Nutritional Information

  • Nutritional Sample Size 1 Tbs.
  • Calories (kcal) : 20
  • Fat Calories (kcal): 5
  • Fat (g): 0
  • Saturated Fat (g): 0
  • Polyunsaturated Fat (g): 0
  • Monounsaturated Fat (g): 0
  • Cholesterol (mg): 0
  • Sodium (mg): 75
  • Carbohydrates (g): 2
  • Fiber (g): 1
  • Sugar (g): 0
  • Protein (g): 1


  • Combine the coriander seeds, cumin seeds, and peppercorns in a medium skillet, and toast, stirring constantly, over medium heat until the seeds are aromatic and slightly darkened, about 3 to 4 minutes. Let cool. Using a heavy-duty mortar and pestle, grind the toasted seeds and peppercorns into a fine powder. Remove and set aside.
  • Combine the lemongrass and galangal in the mortar and pestle, and pound until ground to a coarse paste, about 3 to 4 minutes.
  • Add the chiles to the mortar, and sprinkle with the salt. Pound until the mixture is quite fine and the oils are fully released, about 25 minutes. If the mixture looks too wet, add some of the ground spices to help absorb excess liquid. Add the cilantro leaves, and pound until completely blended into the paste.
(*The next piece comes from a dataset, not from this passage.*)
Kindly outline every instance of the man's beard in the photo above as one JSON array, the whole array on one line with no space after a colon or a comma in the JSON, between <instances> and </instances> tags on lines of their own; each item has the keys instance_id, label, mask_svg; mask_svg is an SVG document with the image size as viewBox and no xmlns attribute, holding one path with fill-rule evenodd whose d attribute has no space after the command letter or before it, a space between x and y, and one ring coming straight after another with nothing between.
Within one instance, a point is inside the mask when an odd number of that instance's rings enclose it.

  • Add the garlic, shallot, cilantro stems, zest, and the ground spices; pound until the ingredients are incorporated into a smooth paste, about 20 minutes. You’re looking for a buttery consistency with no chunks, like tomato paste. Add the shrimp paste. It will almost melt into the curry paste as you spread it around.
  • Use the curry paste immediately, or store in an airtight container covered with a thin layer of oil for up to 1 month in the refrigerator or 3 months in the freezer.